Diyarbakır: Zerzevan Kalesinin ihtişamından perişan Suriçine…
Zerzevan, Roma İmparatorluğu’nun sınır garnizonu. Binlerce askerin aileleriyle birlikte yaşadığı bir şehir. İlk kazılarda şehrin evleri, kiliseleri, sarnıçları, yeraltı sığınakları ortaya çıkmaya başlamış. Dicle Üniversitesi’nden Doç. Dr. Aytaç Coşkun’un yönettiği kazı 2014 yılında başlamış. M.S 3. yüzyılda kurulan Zerzevan’da antik kentin bazı binalarının taş duvarları hâlâ ayakta.
Suriçi
Diyarbakır Barosu Başkanı Tahir Elçi’nin korumak isterken canını verdiği dört ayaklı minarenin sokağından Suriçi’ne giriyoruz. Hançepek Mahallesi’ndeyiz. Çatışma öncesi dönemde, Diyarbakır’a kayyum atanmadan önce bu sokağın adı Mıgırdıç Margosyan’dı. Ancak, eski Suriçi yok olup gitmiş. Margosyan sokağı da kalmamış. Sokağın gerilerinde bombalanarak yıkıntı haline gelmiş evlerin duvarlarını görüyoruz. Bir kısmı gecekondu, bir kısmı tarihi taş ev olan Surp Giragos Kilisesi’nin yanındaki sokak, geniş bir bulvara dönüşmüş. Bodrum’daki gibi, dağları tepeleri doldurmuş beyaz sahil evlerine benzer bir manzara. Yörenin siyah taşlarından yapılmış yüzlerce yıldır ayakta kalan binalar gitmiş, onların yerini yan yana dizili, reklam stüdyolarını andıran altı beyaza boyalı üstü gri binalar almış.

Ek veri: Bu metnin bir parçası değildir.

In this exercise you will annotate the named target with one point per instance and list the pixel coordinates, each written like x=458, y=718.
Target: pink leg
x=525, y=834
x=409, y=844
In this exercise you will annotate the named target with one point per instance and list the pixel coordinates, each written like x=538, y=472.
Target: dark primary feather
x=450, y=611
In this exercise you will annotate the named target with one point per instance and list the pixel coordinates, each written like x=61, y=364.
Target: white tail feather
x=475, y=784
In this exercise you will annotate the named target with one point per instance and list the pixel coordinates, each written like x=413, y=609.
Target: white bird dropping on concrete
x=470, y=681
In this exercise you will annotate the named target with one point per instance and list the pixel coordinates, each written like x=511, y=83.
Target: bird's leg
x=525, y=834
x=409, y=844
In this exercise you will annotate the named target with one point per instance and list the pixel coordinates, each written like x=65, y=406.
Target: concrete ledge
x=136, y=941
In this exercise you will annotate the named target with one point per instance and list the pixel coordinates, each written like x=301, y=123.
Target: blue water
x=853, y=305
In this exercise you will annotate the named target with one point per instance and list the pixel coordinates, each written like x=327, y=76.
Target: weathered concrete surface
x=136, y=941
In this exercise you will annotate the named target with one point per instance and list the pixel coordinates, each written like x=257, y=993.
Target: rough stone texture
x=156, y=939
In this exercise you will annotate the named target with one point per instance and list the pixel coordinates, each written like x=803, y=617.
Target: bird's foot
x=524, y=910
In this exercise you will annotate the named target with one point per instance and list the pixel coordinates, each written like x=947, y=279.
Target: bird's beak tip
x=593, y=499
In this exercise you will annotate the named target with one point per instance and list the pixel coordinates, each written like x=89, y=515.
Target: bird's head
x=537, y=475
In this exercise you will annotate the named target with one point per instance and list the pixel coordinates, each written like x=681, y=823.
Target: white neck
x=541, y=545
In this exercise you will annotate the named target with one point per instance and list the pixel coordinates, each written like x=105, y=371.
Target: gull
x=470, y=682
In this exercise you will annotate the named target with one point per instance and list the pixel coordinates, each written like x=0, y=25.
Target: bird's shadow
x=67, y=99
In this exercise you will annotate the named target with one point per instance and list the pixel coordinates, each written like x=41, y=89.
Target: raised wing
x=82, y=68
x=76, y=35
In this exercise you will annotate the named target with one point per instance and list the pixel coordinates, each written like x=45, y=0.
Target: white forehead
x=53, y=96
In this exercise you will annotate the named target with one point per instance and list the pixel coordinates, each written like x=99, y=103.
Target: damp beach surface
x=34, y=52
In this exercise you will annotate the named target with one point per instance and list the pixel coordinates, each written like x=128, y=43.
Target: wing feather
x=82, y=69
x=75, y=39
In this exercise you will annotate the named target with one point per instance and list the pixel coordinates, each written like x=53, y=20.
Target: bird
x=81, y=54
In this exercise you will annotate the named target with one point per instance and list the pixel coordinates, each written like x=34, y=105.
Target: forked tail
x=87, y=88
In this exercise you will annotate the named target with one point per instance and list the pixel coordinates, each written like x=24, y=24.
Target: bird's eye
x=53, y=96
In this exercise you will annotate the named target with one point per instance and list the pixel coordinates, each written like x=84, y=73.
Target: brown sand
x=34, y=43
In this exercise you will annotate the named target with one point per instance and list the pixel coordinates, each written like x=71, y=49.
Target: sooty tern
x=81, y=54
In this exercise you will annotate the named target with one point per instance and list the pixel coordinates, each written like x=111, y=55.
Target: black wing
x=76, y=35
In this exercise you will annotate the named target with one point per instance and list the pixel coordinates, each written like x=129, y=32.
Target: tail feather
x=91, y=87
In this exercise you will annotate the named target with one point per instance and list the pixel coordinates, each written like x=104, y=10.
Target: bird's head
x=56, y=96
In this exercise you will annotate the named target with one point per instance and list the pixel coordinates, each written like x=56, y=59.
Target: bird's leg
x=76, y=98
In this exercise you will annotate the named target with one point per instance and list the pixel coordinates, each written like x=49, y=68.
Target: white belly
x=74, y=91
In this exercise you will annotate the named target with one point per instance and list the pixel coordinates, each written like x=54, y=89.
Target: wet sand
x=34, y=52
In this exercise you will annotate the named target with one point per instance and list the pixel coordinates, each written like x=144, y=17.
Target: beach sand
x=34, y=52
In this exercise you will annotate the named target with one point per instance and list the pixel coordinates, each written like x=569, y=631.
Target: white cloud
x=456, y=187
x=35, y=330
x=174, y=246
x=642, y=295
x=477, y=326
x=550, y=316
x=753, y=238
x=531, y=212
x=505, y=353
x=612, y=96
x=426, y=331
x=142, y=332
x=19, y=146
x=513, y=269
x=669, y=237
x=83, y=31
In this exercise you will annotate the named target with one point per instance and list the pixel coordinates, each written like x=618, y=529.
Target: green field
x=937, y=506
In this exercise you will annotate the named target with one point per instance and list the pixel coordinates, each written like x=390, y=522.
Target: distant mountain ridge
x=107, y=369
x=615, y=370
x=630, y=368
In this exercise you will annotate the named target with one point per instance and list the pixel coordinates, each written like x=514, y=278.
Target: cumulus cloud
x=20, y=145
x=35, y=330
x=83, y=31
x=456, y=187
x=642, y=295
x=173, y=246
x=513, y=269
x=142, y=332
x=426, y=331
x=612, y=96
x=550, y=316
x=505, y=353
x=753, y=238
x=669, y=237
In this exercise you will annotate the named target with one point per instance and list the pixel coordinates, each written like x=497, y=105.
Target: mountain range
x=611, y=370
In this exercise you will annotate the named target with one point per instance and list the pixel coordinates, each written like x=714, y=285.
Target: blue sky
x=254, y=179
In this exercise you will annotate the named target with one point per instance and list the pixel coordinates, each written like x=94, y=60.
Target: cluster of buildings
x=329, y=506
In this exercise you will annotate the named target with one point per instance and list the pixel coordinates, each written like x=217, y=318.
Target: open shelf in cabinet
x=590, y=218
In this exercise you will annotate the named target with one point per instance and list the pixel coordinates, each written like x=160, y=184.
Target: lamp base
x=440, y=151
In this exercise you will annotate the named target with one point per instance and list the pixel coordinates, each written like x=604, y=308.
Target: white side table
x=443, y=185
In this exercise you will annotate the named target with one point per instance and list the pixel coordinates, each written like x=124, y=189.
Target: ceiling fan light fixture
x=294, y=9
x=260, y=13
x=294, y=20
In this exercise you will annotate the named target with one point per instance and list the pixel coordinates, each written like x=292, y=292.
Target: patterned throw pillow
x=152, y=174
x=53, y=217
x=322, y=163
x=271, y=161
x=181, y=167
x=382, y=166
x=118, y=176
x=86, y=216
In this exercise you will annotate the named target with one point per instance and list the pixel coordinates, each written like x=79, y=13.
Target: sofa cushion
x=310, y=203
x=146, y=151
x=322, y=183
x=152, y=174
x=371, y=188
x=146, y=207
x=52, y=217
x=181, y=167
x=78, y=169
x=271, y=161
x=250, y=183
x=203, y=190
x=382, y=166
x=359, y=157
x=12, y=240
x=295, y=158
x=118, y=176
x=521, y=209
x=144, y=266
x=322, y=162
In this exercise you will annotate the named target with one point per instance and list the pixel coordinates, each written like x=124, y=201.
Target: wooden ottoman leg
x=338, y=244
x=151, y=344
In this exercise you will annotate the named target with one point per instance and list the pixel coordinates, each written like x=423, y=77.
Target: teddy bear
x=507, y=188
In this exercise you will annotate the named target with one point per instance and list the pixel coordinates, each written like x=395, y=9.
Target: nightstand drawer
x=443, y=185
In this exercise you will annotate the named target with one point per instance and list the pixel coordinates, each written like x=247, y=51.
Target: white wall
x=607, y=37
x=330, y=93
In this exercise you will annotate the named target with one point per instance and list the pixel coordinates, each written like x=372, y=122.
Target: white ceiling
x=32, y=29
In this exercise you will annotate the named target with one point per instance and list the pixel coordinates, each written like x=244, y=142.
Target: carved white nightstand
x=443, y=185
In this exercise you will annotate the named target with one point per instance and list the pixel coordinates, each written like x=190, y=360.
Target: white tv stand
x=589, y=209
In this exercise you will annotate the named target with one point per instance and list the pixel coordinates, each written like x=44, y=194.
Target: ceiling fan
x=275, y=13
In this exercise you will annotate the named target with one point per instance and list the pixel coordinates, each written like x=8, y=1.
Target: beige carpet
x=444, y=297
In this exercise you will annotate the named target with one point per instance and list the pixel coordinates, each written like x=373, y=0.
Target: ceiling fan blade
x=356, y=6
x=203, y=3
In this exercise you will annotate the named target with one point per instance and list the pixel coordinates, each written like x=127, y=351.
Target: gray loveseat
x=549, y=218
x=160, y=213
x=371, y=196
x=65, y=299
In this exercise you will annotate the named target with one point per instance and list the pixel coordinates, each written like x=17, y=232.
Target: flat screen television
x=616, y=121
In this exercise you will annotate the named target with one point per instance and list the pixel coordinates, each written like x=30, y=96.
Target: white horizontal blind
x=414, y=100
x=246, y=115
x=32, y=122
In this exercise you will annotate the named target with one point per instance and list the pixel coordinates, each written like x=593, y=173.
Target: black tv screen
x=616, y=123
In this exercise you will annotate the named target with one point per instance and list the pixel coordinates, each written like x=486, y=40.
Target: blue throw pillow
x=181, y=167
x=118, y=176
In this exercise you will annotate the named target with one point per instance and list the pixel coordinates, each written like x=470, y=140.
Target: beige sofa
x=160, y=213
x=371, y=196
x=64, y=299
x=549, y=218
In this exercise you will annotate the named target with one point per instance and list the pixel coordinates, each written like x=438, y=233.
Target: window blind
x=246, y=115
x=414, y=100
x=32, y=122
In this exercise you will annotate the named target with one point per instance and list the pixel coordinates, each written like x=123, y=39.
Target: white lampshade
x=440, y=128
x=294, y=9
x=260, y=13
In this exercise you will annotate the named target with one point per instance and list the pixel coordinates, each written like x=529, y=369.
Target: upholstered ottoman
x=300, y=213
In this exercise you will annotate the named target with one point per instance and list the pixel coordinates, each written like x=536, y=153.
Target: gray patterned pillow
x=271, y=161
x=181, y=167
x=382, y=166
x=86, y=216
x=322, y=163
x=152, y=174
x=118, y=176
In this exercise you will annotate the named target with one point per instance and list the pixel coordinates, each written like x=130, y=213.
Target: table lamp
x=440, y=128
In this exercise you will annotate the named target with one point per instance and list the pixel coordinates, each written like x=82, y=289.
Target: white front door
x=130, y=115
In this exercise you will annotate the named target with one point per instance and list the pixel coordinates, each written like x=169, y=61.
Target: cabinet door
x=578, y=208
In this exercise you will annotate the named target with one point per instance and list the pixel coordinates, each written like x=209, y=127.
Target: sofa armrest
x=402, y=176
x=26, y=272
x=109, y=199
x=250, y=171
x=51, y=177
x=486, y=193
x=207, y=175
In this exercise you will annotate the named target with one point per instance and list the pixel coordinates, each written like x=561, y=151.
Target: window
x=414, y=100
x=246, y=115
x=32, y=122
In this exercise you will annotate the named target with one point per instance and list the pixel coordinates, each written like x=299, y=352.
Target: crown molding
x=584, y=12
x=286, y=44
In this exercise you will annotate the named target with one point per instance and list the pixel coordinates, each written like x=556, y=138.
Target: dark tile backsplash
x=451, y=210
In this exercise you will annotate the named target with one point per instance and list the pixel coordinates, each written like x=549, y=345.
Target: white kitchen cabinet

“Bir de içlerini görseniz, felaket” diyor Diyarbakırlılar. Kuçe dedikleri dar sokaklar, Suriçi’nde bir tarih ve kültür barındıran avlulu taş evler silinmiş gitmiş. Surp Giragos Kilisesi, yüreğimizi ferahlatacak ölçüde güzel bir bakımdan geçmiş. Şehrin Ermeni cemaatinin tanınan isimlerinden Gaffur Türkay’la kiliseyi gezdik. Çatışmalarda en çok tahrip olan yerlerdendi kilise…
Finansmanını Çevre ve Şehircilik Bakanlığı karşılamış, projeyi de Vakıflar Genel Müdürlüğü yürütmüş. Dolaşırken karşımıza güzel bir taş bina çıktı. Suriçi Kaymakamlığı yazıyordu üzerinde. Eski lise binası, daha da eskiden Ermeni Kilisesi’ymiş. “Devlet kendine yaparken dikkatli davranmış” diyerek devam ediyoruz. Tıpkı Sulukule gibi olmuş diyor bir arkadaşımız. Önce binalarını yıkıp modernleştirdiler.
Orada yaşayan yoksul insanların sahip olamayacağı ve içinde yaşamaları imkansız olan yapılar ortaya çıktı. Suriçi, köylerinden göçen ve göçertilenlerin sığındığı bir yoksul mekanıydı. Onlar yok olup gitmişler. Paraları ne bu binalara yeter, ne de içinde oturmaya. Suriçi’nden ötelerde yeni Diyarbakır geniş bulvarları, modern kafeleri, rengarenk binalarıyla canlılığını koruyor. Biz oradayken yine gözaltılar ve tutuklamalar başlamıştı.